He didn’t buy a breast pump because looking at the pictures made him feel funny, and the YouTube video of a woman hooked up to a double electric pump was something he wouldn’t forget in a hurry. He didn’t buy bottles because they attached to various other pieces of equipment. They weren’t just bottles, they were feeding systems. He eavesdropped on Internet chats among young mothers about the relative merits of Medela and Avent and decided this was one decision he would leave entirely up to Lacey.

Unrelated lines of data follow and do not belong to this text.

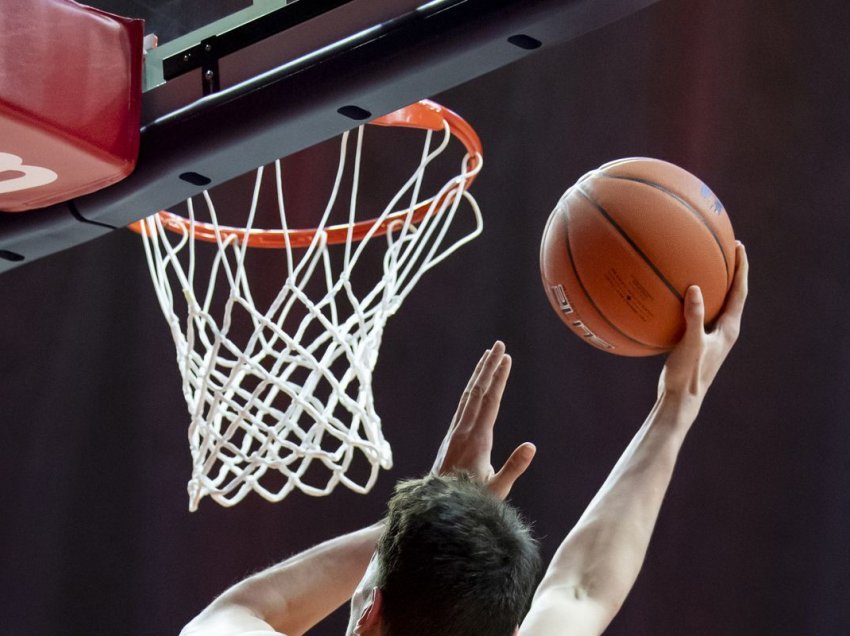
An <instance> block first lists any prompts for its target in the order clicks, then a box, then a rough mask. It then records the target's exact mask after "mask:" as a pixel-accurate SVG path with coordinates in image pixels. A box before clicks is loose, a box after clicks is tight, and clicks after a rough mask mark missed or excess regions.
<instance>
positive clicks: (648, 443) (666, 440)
mask: <svg viewBox="0 0 850 636" xmlns="http://www.w3.org/2000/svg"><path fill="white" fill-rule="evenodd" d="M698 408H699V404H698V402H697V401H695V400H694V399H692V398H681V397H677V396H669V395H668V396H663V397H661V398H659V400H658V401H657V402H656V404H655V406H654V408H653V410H652V411H651V412H650V414H649V416H648V417H647V419H646V421H645V422H644V424H643V425H642V426H641V428H640V430H639V431H638V432H637V434H636V435H635V437H634V438H633V439H632V441H631V443H630V444H629V446H628V447H627V448H626V450H625V451H624V453H623V455H622V456H621V457H620V460H619V461H618V462H617V464H616V465H615V466H614V469H613V470H612V471H611V473H610V475H609V476H608V478H607V480H606V481H605V483H604V484H603V486H602V488H601V489H600V490H599V492H598V493H597V495H596V496H595V497H594V499H593V500H592V501H591V503H590V505H589V506H588V508H587V510H586V511H585V513H584V514H583V515H582V517H581V519H580V520H579V522H578V523H577V524H576V526H575V528H574V529H573V530H572V531H571V532H570V534H569V535H568V536H567V537H566V539H565V540H564V542H563V543H562V544H561V546H560V547H559V549H558V551H557V552H556V554H555V557H554V559H553V561H552V564H551V565H550V567H549V570H548V571H547V573H546V576H545V578H544V580H543V582H542V584H541V587H540V591H541V592H542V591H545V590H546V589H547V588H549V587H550V586H558V587H566V588H569V589H571V593H572V594H573V595H574V597H575V598H576V599H581V598H590V599H592V600H594V601H595V602H598V603H601V604H603V605H605V606H608V607H610V608H611V611H612V612H616V610H617V609H618V608H619V606H620V605H621V604H622V602H623V601H624V600H625V598H626V596H627V595H628V592H629V590H630V589H631V587H632V585H633V584H634V582H635V579H636V578H637V575H638V572H639V571H640V568H641V565H642V564H643V560H644V556H645V555H646V549H647V547H648V545H649V540H650V537H651V535H652V531H653V528H654V527H655V521H656V519H657V517H658V512H659V510H660V508H661V503H662V501H663V499H664V494H665V492H666V491H667V487H668V485H669V484H670V479H671V477H672V475H673V469H674V466H675V463H676V458H677V456H678V453H679V449H680V448H681V446H682V442H683V441H684V438H685V435H686V433H687V431H688V429H689V428H690V425H691V424H692V423H693V420H694V419H695V417H696V414H697V411H698ZM612 616H613V614H612Z"/></svg>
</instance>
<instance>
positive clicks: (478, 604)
mask: <svg viewBox="0 0 850 636" xmlns="http://www.w3.org/2000/svg"><path fill="white" fill-rule="evenodd" d="M539 573H540V555H539V552H538V547H537V542H536V541H535V540H534V539H533V538H532V536H531V533H530V532H529V528H528V526H527V524H526V523H525V522H524V521H523V520H522V518H521V517H520V515H519V513H518V512H517V511H516V509H514V508H513V507H512V506H510V505H509V504H507V503H505V502H503V501H501V500H499V499H498V498H497V497H495V496H493V495H492V494H491V493H490V492H489V491H488V490H487V489H486V488H485V487H484V486H483V485H481V484H480V483H478V482H475V481H473V480H471V479H470V478H468V477H466V476H463V475H461V476H457V477H434V476H428V477H425V478H423V479H417V480H411V481H406V482H402V483H400V484H399V485H398V486H397V487H396V492H395V495H394V496H393V498H392V499H391V500H390V503H389V512H388V514H387V519H386V529H385V531H384V534H383V536H382V537H381V540H380V541H379V543H378V547H377V549H376V551H375V556H374V557H373V560H372V564H370V567H369V570H368V571H367V573H366V575H365V576H364V580H363V581H362V582H361V586H360V587H359V588H358V592H357V593H356V594H355V597H354V598H353V599H352V619H351V625H350V627H349V629H350V630H353V629H354V626H355V625H356V624H357V622H358V619H359V618H360V617H362V616H364V614H365V615H367V616H368V618H367V620H364V621H361V623H362V624H363V625H362V626H361V629H362V630H363V631H362V632H361V633H364V634H367V633H378V634H381V635H383V636H398V635H401V634H403V635H405V636H419V635H420V634H421V635H426V634H427V635H428V636H433V635H434V634H465V635H468V636H476V635H478V634H480V635H482V636H485V635H486V636H510V634H512V633H513V630H514V628H515V627H516V625H518V624H519V623H520V621H521V620H522V617H523V616H524V614H525V612H526V611H527V610H528V606H529V604H530V601H531V596H532V594H533V592H534V588H535V585H536V584H537V580H538V577H539ZM376 624H377V625H379V627H378V628H377V629H376V628H374V627H372V626H374V625H376Z"/></svg>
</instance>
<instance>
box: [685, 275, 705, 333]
mask: <svg viewBox="0 0 850 636" xmlns="http://www.w3.org/2000/svg"><path fill="white" fill-rule="evenodd" d="M684 315H685V336H684V339H685V340H690V341H698V340H699V339H700V338H702V335H703V334H704V333H705V327H704V323H705V303H704V302H703V298H702V290H701V289H700V288H699V287H698V286H697V285H691V286H690V287H688V289H687V290H686V291H685V307H684Z"/></svg>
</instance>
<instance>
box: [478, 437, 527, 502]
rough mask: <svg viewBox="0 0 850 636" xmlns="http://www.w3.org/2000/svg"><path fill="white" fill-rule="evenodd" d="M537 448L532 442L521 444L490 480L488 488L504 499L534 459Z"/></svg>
mask: <svg viewBox="0 0 850 636" xmlns="http://www.w3.org/2000/svg"><path fill="white" fill-rule="evenodd" d="M536 452H537V447H536V446H535V445H534V444H532V443H531V442H525V443H524V444H520V445H519V446H518V447H517V448H516V449H514V452H513V453H511V456H510V457H508V460H507V461H506V462H505V464H504V465H503V466H502V468H501V469H500V470H499V472H497V473H496V474H495V475H494V476H493V478H492V479H491V480H490V483H489V484H488V487H489V488H490V491H491V492H492V493H493V494H494V495H496V496H497V497H499V498H501V499H504V498H505V497H507V496H508V494H509V493H510V492H511V488H513V485H514V483H516V480H517V479H519V478H520V476H521V475H522V474H523V473H524V472H525V471H526V469H527V468H528V467H529V465H530V464H531V460H533V459H534V455H535V453H536Z"/></svg>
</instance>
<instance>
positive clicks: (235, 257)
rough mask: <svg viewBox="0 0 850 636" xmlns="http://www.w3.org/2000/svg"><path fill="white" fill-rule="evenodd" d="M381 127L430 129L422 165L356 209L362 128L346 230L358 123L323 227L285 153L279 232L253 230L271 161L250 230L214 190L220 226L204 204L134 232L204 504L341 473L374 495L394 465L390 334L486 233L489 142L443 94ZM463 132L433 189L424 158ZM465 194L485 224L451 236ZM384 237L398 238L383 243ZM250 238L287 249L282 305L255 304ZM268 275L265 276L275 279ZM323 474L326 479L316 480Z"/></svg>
mask: <svg viewBox="0 0 850 636" xmlns="http://www.w3.org/2000/svg"><path fill="white" fill-rule="evenodd" d="M370 124H372V125H382V126H390V127H407V128H415V129H420V130H422V131H424V143H423V149H422V153H421V158H420V161H419V165H418V166H417V167H416V169H415V170H414V171H413V173H412V174H411V175H410V176H409V177H408V178H407V180H406V181H405V182H404V183H403V185H402V186H401V187H400V188H399V190H398V192H397V193H396V194H395V195H394V196H393V197H392V198H391V200H390V201H389V202H388V203H387V205H386V206H385V207H384V209H383V211H382V212H380V214H378V215H377V216H374V217H373V218H365V219H364V218H358V217H359V216H360V215H358V214H357V210H356V207H357V204H356V199H357V193H358V187H359V177H360V165H361V154H362V144H363V137H364V127H363V126H361V127H360V128H358V129H357V130H356V132H355V137H356V140H355V152H354V158H353V167H352V168H351V169H352V171H353V177H352V188H351V195H350V200H349V201H348V205H347V209H348V212H347V221H346V222H344V223H339V224H336V225H333V224H330V222H329V219H330V215H331V210H332V209H333V208H334V206H335V205H336V204H337V202H338V201H339V200H340V196H341V195H340V191H341V183H342V177H343V174H344V173H345V172H346V168H347V163H348V161H347V157H348V155H349V154H350V153H349V152H348V146H349V143H350V142H349V137H350V132H347V133H344V134H343V135H342V137H341V147H340V160H339V166H338V168H337V173H336V178H335V181H334V185H333V189H332V192H331V195H330V197H329V200H328V204H327V206H326V208H325V211H324V213H323V214H322V216H321V219H320V220H319V222H318V224H317V225H316V226H315V227H313V228H311V229H293V228H290V227H289V224H288V222H287V216H286V213H285V206H284V200H283V182H282V169H281V162H280V160H278V161H276V162H275V163H274V172H275V175H274V176H275V184H276V193H277V208H278V213H279V222H280V227H277V228H273V229H259V228H256V227H254V223H255V219H256V211H257V205H258V200H259V194H260V186H261V182H262V177H263V173H264V170H265V168H263V167H261V168H259V169H258V170H257V176H256V181H255V185H254V189H253V195H252V200H251V204H250V206H249V209H248V213H247V221H246V223H245V225H244V227H234V226H225V225H223V224H221V223H219V221H218V219H219V215H217V213H216V207H215V205H214V203H213V200H212V196H211V194H210V192H208V191H205V192H203V193H202V198H203V200H204V203H205V208H206V211H207V213H208V215H209V217H210V221H209V222H206V221H201V220H199V219H198V218H196V206H195V202H194V201H193V200H192V199H190V200H188V201H187V208H188V214H187V216H185V217H183V216H180V215H177V214H174V213H171V212H159V213H158V214H155V215H152V216H150V217H148V218H147V219H144V220H142V221H139V222H137V223H134V224H133V225H132V226H131V228H132V229H134V230H135V231H137V232H139V233H140V234H141V236H142V239H143V244H144V249H145V254H146V258H147V262H148V267H149V270H150V274H151V278H152V280H153V282H154V288H155V291H156V294H157V298H158V301H159V304H160V307H161V309H162V312H163V314H164V315H165V318H166V320H167V322H168V324H169V327H170V329H171V334H172V337H173V339H174V343H175V345H176V349H177V362H178V367H179V370H180V374H181V376H182V378H183V394H184V397H185V398H186V402H187V406H188V408H189V412H190V416H191V422H190V425H189V434H188V437H189V445H190V450H191V454H192V478H191V480H190V481H189V484H188V490H189V509H190V510H196V509H197V507H198V503H199V502H200V500H201V499H202V498H203V497H204V496H206V495H209V496H210V497H211V498H212V499H213V500H215V501H216V502H218V503H219V504H221V505H223V506H231V505H234V504H236V503H238V502H239V501H241V500H242V499H243V498H244V497H245V496H246V495H247V494H248V493H249V492H251V491H254V492H257V493H258V494H260V495H261V496H262V497H263V498H265V499H267V500H268V501H273V502H276V501H280V500H282V499H283V498H284V497H286V495H288V494H289V493H290V492H291V491H292V490H293V489H295V488H297V489H298V490H300V491H302V492H304V493H306V494H309V495H316V496H321V495H327V494H330V492H331V491H332V490H333V489H334V488H335V487H336V486H337V484H339V483H342V484H343V485H345V486H346V487H348V488H350V489H351V490H354V491H355V492H358V493H366V492H368V491H369V490H370V489H371V488H372V486H373V485H374V483H375V480H376V479H377V475H378V471H379V469H380V468H385V469H388V468H391V467H392V453H391V450H390V446H389V444H388V442H387V441H386V440H385V439H384V436H383V433H382V431H381V420H380V417H379V416H378V414H377V413H376V412H375V407H374V400H373V394H372V372H373V370H374V368H375V363H376V362H377V358H378V351H379V347H380V344H381V338H382V334H383V328H384V325H385V323H386V321H387V319H388V318H389V317H390V316H391V315H393V314H394V313H395V312H396V311H397V310H398V308H399V307H400V305H401V303H402V302H403V300H404V299H405V297H406V296H407V295H408V293H409V292H410V291H411V289H412V288H413V287H414V286H415V285H416V283H417V282H418V281H419V279H420V278H421V276H422V275H423V274H424V273H425V272H426V271H428V270H429V269H431V268H432V267H434V266H435V265H437V264H438V263H440V262H441V261H442V260H443V259H445V258H446V257H448V256H449V255H450V254H452V253H453V252H454V251H456V250H457V249H458V248H460V247H461V246H462V245H464V244H465V243H467V242H469V241H470V240H472V239H473V238H475V237H476V236H478V234H480V233H481V229H482V218H481V213H480V210H479V208H478V205H477V203H476V202H475V199H474V198H473V197H472V195H471V194H470V193H469V192H468V191H467V189H468V188H469V186H470V184H471V183H472V181H473V180H474V178H475V176H476V175H477V174H478V172H479V171H480V170H481V166H482V149H481V143H480V141H479V139H478V136H477V135H476V133H475V131H474V130H473V129H472V127H471V126H470V125H469V124H468V123H467V122H465V121H464V120H463V119H462V118H460V117H459V116H458V115H456V114H455V113H453V112H451V111H449V110H447V109H445V108H443V107H441V106H439V105H437V104H435V103H433V102H428V101H423V102H419V103H417V104H413V105H411V106H408V107H406V108H403V109H401V110H399V111H396V112H394V113H391V114H389V115H386V116H384V117H381V118H378V119H376V120H374V121H372V122H370ZM452 138H455V139H457V140H459V141H460V142H461V143H462V145H463V147H464V149H465V154H464V155H463V157H462V159H461V161H460V169H459V171H457V172H458V173H457V175H456V176H453V177H451V178H450V179H449V180H448V181H446V183H445V184H444V185H443V186H442V187H440V188H439V189H438V191H436V192H434V193H432V194H426V193H424V192H423V190H424V189H425V188H424V184H423V179H424V177H425V172H426V168H427V167H428V166H429V165H431V164H432V162H434V161H435V160H436V159H437V158H438V157H440V156H441V155H443V159H445V158H446V157H448V155H444V153H445V151H446V149H447V148H448V147H449V146H452V145H454V144H450V141H451V139H452ZM402 200H404V202H402ZM462 201H466V202H467V204H468V207H469V209H470V210H471V212H472V219H473V223H472V228H471V229H469V230H467V231H463V232H460V233H459V231H458V230H457V228H455V231H454V232H453V233H451V235H450V229H451V228H452V225H453V222H454V220H455V218H456V217H457V216H458V214H457V212H458V210H459V209H461V205H460V204H461V202H462ZM463 209H466V206H464V208H463ZM458 234H460V235H459V236H456V235H458ZM379 237H384V239H385V241H383V242H379V241H375V240H374V239H377V238H379ZM198 241H200V242H206V243H210V244H211V248H210V250H211V251H212V253H213V255H212V261H211V264H210V266H209V276H208V277H205V276H202V275H201V273H200V270H201V268H202V265H201V262H202V259H201V258H200V255H199V251H200V247H201V245H200V243H198ZM381 243H383V246H382V245H381ZM370 245H371V246H372V249H380V250H381V258H380V262H381V264H380V266H379V268H380V270H381V272H380V275H379V277H378V279H377V280H376V281H374V282H373V283H371V284H369V285H368V286H367V290H366V291H363V290H355V286H354V285H353V282H352V277H353V275H354V273H355V271H356V268H355V266H356V265H357V263H358V261H361V260H364V256H363V254H364V251H365V250H366V249H367V246H370ZM248 248H273V249H277V250H280V252H281V263H280V268H279V271H280V274H281V276H282V278H283V280H282V284H281V287H280V291H279V292H278V293H277V295H276V297H275V298H274V299H273V300H272V301H271V303H270V304H269V305H268V307H262V308H261V307H258V306H257V304H256V303H255V299H254V296H255V295H254V294H252V287H251V284H250V283H249V280H248V278H249V276H248V272H247V269H246V262H247V261H248V258H247V256H248V254H249V253H251V251H252V250H249V249H248ZM366 273H367V274H368V271H367V272H366ZM272 275H273V274H272ZM268 276H269V273H268V272H267V271H266V272H265V273H264V277H265V280H266V281H267V280H268ZM362 277H363V273H361V275H360V276H359V278H362ZM201 280H206V282H205V283H204V285H205V289H203V290H201V289H199V290H197V291H196V288H195V284H196V282H200V281H201ZM225 285H226V288H225V289H224V291H218V293H217V292H216V288H217V286H218V287H222V286H225ZM275 288H276V287H275ZM317 288H319V289H317ZM175 291H176V292H179V293H175ZM358 291H359V292H360V293H358ZM180 298H183V299H185V305H186V307H185V316H184V318H183V319H182V320H181V318H180V317H179V316H178V307H177V306H176V301H177V300H178V299H180ZM180 302H182V301H180ZM216 303H217V304H216ZM213 314H217V315H219V317H218V318H216V317H215V316H214V315H213ZM238 320H243V321H245V322H247V323H249V324H250V333H249V334H247V336H245V337H244V338H243V339H242V340H241V341H240V340H238V339H237V338H236V337H235V329H233V324H234V323H235V322H236V321H238ZM358 454H359V455H358ZM357 457H362V458H365V460H366V462H367V463H368V469H367V470H366V471H365V472H367V473H368V474H365V475H362V476H361V478H357V475H356V474H353V473H356V472H357V469H356V468H355V459H356V458H357ZM317 468H318V469H319V471H320V472H321V473H322V475H323V476H322V478H321V479H320V480H319V481H320V482H321V483H318V484H316V483H314V482H315V481H316V477H315V473H316V471H317ZM308 470H309V471H310V473H309V474H308ZM328 472H329V475H328V474H327V473H328ZM361 472H364V471H361ZM325 475H327V477H326V478H325Z"/></svg>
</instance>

He joined a chat on circumcision and found himself arguing, lawyerlike, for both sides. On a chat about postpartum depression, he asked diffidently if there was such a thing as prepartum depression, to which all participants unanimously responded yes and encouraged him to talk with his wife’s OB. Dr. Vlk alarmed him, in much the same way as the breast pumps, but he called her to say he thought Lacey might be depressed.
“Lacey is doing very well,” Dr. Vlk said. “You should come to the next appointment. You need to sign up for a birth class.”
He was startled to realize their due date was that close. Lacey shut down the idea of classes. “Not yet,” she said. “Not till he’s bigger.” Phyllis was right, then—Lacey wouldn’t prepare till she was sure there would be a live baby. He complained on the postpartum depression chat that he felt he was going through pregnancy alone, and the women flamed him so badly for his insensitivity he didn’t dare go back.
He had his purchases delivered to Moranis Miszlak so they wouldn’t upset Lacey. On the Friday after the big rainstorm, with summer’s heat finally broken, Sammie hauled a box in from reception. “More of your loot,” she said. “What’s this?”
“Got to be the bassinet.”
“How come it’s coming here and not to your house?”
He explained Lacey’s odd behavior. Sammie laughed. “My grandma wouldn’t let anybody buy anything for my sister,” she said. “It’s an old-country thing. They think they’re going to jinx the baby. You better quit buying, she’ll want to do it herself.”
“We need the car seat.”
“You’ve got three days after the baby’s born to get the car seat. Listen, your four thirty canceled and I rescheduled your five for Monday. Go home. Try not to buy any diapers on the way.”
Released early, feeling ridiculously free, Eric drove home in daylight for the first time in weeks. He had a boxful of files in the backseat, twenty hours of work for the weekend, but it was only 4:45 and he was home. He sat in the car to admire the house. Lacey had been right about the green door. It welcomed him. Voices came from the backyard, so he walked around the side of the house to see what was going on.
Lacey, looking like a peach in a pale orange dress, was running water into a big plastic tub, while Bibbits chewed the hose and Harry Rakoczy hung around his own back porch, spreading mulch and watching. “Come on, you stinker,” Lacey said. She grabbed the dog and pushed him into the tub, holding him down with one hand while she squirted shampoo on his head.
Ella Dane came out of the house on the wings of her own raised voice. “What are you doing to my dog?”
“He’s filthy. Look at this, his fur’s all matted. Come and hold him while I scrub.”
They hadn’t seen Eric yet, and he hung back, unwilling to get involved with soap and water and matted dog filth in a suit that had to be dry-cleaned. Whatever was going on between Lacey and Ella Dane, he wanted no part of it.
“You haven’t been taking care of him,” Lacey said. This sharp tone surprised him; she’d never spoken to him in that voice.
“Oh, and you know so much about taking care of things. Who’s been washing your dishes and vacuuming your floors and doing your laundry?”
“I was on bed rest. It’s not like I asked you to come here.” Bibbits’s claws slipped on the plastic as he tried to climb out of the tub. Lacey pushed him down and squirted more shampoo over him. She dropped the shampoo bottle and held the dog in the water, working her fingers into the matted fur, scrubbing with both hands.
Lacey must be feeling better. Recovering from sickness always made her angry, and she worked her temper off by cleaning something. He’d learned to stay out of the house on the fifth day after she came down with a cold, so she could have the place to herself, although her furious bleaching usually ruined something, leaving rusty spots on her good black pants, or yellow stains on white Formica. It wasn’t too late to drive back to the office—the women hadn’t seen him yet.
“Let go of my dog!” Ella Dane said. “What’s that stuff you’re putting on him?”